Tech talk/demo: Deploying multiple Open edX instances onto a Kubernetes Cluster with Tutor

@antoviaque That’s great, thanks for checking it out!

Yup, that’s what I was going for here! This whole experiment is just a bunch of “glue” scripts to make other existing tools work well together.

Yes, Kubernetes can be quite complex, so we definitely want a managed service.

In my (limited) experience, DigitalOcean’s managed Kubernetes service is the nicest offering (and conveniently, it’s also one of the most affordable). DigitalOcean takes care of all the complexity of managing Kubernetes itself, as well as auto-scaling the cluster, running the Kubernetes Dashboard, etc. (They also maintain the official DigitalOcean Terraform provider, which I used here.) I think it’s a pretty nice separation of concerns, where we are responsible for our application + databases, and they are responsible for the Kubernetes cluster itself and everything it relies on.

Amazon EKS is an alternative, but is way more expensive, and still relies on you to manage a lot yourself. We’ve been using it in production for several years now for LabXchange, so we have a good understanding of it.
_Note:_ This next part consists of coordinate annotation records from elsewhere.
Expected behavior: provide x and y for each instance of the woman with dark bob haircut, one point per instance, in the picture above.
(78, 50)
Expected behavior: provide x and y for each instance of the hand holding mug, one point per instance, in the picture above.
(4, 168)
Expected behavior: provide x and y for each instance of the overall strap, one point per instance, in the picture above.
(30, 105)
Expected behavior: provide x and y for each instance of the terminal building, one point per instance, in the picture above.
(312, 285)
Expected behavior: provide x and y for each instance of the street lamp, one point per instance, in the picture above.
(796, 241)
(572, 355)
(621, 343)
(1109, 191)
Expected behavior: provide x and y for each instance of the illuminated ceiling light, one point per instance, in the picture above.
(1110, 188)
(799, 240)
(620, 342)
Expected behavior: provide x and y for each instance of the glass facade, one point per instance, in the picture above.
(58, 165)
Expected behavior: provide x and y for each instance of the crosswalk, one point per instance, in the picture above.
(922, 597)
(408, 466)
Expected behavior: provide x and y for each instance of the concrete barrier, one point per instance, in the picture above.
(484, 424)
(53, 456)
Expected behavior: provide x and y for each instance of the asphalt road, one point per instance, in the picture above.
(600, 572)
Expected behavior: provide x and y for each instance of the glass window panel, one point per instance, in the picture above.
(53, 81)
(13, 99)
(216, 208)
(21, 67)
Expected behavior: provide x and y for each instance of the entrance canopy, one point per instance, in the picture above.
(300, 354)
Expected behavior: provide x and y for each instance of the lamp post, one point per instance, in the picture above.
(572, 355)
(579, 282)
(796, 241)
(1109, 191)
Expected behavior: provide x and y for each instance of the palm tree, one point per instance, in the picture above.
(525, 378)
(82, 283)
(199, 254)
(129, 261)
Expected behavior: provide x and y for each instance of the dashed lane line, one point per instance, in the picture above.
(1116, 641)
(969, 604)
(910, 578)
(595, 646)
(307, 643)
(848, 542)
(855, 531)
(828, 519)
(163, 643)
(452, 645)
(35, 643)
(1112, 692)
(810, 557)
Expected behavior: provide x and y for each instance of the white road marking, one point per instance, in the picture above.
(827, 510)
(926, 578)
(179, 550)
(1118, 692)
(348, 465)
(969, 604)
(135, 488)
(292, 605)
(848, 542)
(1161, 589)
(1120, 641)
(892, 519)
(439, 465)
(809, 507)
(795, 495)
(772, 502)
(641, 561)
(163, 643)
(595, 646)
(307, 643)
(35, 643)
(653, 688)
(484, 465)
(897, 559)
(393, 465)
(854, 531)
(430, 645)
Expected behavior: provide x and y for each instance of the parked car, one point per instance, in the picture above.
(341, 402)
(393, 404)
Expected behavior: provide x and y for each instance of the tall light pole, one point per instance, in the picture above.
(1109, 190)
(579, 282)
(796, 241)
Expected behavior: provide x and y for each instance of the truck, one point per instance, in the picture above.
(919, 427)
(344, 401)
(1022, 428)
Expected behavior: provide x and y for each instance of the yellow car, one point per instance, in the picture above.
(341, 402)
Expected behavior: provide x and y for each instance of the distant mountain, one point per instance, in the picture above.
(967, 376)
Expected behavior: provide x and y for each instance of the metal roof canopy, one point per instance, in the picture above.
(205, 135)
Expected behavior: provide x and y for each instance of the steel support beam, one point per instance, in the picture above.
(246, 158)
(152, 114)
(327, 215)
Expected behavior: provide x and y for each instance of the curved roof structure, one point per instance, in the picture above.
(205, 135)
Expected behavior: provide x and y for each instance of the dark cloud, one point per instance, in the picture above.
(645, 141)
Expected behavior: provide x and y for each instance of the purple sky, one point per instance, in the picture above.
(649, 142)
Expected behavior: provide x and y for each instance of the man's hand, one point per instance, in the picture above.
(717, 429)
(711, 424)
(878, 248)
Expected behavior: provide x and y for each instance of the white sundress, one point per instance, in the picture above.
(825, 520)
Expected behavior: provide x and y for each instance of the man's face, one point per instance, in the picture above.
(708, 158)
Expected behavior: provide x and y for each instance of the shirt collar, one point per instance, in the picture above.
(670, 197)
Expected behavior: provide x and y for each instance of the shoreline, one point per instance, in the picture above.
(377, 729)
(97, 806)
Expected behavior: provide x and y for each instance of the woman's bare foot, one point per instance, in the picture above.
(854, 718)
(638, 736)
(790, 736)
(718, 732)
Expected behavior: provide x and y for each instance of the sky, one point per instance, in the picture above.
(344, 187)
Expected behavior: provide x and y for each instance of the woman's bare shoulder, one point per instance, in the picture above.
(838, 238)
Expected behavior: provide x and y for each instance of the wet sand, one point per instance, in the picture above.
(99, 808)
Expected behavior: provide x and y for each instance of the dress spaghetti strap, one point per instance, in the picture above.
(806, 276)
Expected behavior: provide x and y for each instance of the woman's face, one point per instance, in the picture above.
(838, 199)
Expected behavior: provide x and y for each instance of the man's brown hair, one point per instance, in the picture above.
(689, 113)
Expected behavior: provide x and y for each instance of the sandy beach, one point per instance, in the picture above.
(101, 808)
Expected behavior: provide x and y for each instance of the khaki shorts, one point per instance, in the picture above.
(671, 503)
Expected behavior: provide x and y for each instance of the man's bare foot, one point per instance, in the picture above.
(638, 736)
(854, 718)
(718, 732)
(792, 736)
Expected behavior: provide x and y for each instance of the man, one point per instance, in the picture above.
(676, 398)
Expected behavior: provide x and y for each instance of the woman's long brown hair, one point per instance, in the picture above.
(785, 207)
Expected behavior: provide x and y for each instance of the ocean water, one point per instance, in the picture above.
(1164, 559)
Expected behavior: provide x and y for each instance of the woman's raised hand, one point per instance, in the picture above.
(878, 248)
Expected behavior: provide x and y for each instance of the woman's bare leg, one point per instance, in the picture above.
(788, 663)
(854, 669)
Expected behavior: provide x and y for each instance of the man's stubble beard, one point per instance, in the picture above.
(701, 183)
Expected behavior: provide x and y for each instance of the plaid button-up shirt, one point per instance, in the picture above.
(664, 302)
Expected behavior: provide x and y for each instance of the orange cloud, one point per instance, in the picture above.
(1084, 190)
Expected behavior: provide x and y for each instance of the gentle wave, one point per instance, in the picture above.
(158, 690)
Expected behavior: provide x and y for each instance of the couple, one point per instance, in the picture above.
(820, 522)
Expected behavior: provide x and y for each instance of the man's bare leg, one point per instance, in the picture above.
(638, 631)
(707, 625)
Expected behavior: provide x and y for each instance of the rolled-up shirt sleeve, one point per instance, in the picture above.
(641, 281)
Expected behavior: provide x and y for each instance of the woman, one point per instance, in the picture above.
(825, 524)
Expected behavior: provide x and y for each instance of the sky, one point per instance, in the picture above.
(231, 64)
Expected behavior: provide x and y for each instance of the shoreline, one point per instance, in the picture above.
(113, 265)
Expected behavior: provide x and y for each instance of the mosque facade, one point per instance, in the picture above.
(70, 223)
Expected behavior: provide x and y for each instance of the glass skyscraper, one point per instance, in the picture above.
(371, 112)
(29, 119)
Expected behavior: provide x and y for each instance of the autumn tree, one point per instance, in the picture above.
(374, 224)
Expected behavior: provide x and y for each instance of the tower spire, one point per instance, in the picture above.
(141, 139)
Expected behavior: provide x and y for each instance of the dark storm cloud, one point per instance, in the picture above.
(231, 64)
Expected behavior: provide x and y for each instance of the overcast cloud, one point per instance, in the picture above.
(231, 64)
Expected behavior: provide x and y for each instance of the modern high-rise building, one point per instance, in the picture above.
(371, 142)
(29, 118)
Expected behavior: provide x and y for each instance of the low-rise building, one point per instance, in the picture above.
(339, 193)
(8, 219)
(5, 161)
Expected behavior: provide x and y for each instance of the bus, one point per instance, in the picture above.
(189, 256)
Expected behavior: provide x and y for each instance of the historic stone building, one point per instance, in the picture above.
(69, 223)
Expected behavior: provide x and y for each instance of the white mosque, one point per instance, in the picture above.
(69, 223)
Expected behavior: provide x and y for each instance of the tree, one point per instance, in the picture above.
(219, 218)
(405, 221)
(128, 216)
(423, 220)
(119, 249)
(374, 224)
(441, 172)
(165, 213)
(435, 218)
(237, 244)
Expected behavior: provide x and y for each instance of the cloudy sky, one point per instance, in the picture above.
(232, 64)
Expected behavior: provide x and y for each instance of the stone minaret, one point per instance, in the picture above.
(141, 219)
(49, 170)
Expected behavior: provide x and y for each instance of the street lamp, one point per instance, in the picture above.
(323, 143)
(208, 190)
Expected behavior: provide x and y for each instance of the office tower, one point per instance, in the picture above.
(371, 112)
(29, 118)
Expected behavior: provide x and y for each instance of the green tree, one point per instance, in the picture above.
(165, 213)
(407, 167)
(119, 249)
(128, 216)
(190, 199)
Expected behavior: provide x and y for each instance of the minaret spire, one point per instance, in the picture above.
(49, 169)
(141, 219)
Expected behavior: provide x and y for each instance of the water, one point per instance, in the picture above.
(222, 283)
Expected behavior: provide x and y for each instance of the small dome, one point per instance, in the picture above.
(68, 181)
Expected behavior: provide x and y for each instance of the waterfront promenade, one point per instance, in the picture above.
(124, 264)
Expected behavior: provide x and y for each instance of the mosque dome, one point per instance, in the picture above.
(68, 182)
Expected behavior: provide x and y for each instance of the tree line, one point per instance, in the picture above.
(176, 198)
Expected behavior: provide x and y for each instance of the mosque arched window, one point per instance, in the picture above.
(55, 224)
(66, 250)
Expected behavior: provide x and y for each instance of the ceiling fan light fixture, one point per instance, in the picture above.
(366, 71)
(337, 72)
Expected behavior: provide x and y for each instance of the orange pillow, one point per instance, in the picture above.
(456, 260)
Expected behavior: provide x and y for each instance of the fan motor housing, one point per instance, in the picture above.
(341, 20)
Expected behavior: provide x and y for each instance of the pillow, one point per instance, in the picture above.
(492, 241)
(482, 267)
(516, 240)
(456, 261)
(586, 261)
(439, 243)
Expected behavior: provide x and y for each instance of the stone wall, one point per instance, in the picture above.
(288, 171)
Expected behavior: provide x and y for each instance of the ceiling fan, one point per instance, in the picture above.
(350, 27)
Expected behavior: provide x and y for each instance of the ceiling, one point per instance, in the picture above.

Perhaps @toxinu might want to weigh in on how much maintenance has been required lately? In the case of EKS, Amazon manages a much more minimal Kubernetes service, and you have to implement things like auto-scaling, the Kubernetes dashboard, and other features yourself - so it’s more complicated. It also relies on “community supported” / semi-official terraform modules like this.

So I think that using DigitalOcean would give us less to manage ourselves than we do today. If we used their managed MySQL service (which is also an option), we could have even one less thing.

Things we (and I’m including “Ocim” in this “we”) still have to manage are:

  • MySQL (or just use RDS/DigitalOcean MySQL)
  • MongoDB (currently Tutor deploys a separate MongoDB instance for each Open edX instance, and I don’t think it has automatic backups)
  • HTTPS certs (Tutor deploys a separate load balancer for each instance, which would get expensive; we can use a very similar approach but with one load balancer per cluster, which will be much cheaper)
  • DNS records

That’s part of what I’d like the reviewers of this project to comment on. So I don’t have a precise answer to that yet.

In some sense, this project acts like a “mini Ocim”, and provides some overlapping functionality (i.e. deploying and managing lots of Open edX instances) just using Gitlab.

Here’s how I’m thinking of the major pieces:

  1. Customer portal: To me the most obvious thing that it lacks which Ocim provides is a secure customer portal that allows customers to deploy their own instances, manage things like theming / billing, etc. So I think that’s a clear role for Ocim going forward.
  2. Orchestration: As for orchestrating upgrades and running the various tools like Terraform or Tutor, we can choose to use GitLab CI to do that as I’ve shown here (with Ocim triggering it as needed using the GitLab API) or implement that in Ocim (which wouldn’t be too hard, as it mostly involves running external commands which Ocim already does). I think we need a bit more discovery/experience with GitLab CI to answer this.
  3. Managing Open edX: Some Ocim code is related to specific nuances of Open edX, like the upgrade process. But Tutor also includes similar code to deal with those things, and has more community usage. So I think we should see if Tutor will cover our use cases and if we have an effective relationship with Tutor as a key upstream project; I think that’s a good goal and based on my experiments so far it seems like it’s possible. However, if not, we’ll need to continue having Ocim handle that.

If we can say that Ocim will mostly focus on (1) and we’ll integrate it with GitLab CI or GoCD for (2), and Tutor for (3), I would say that’s a big win in terms of simplification and re-using existing tools. But I’m not yet clear on how much if any of (2) we can/should move out.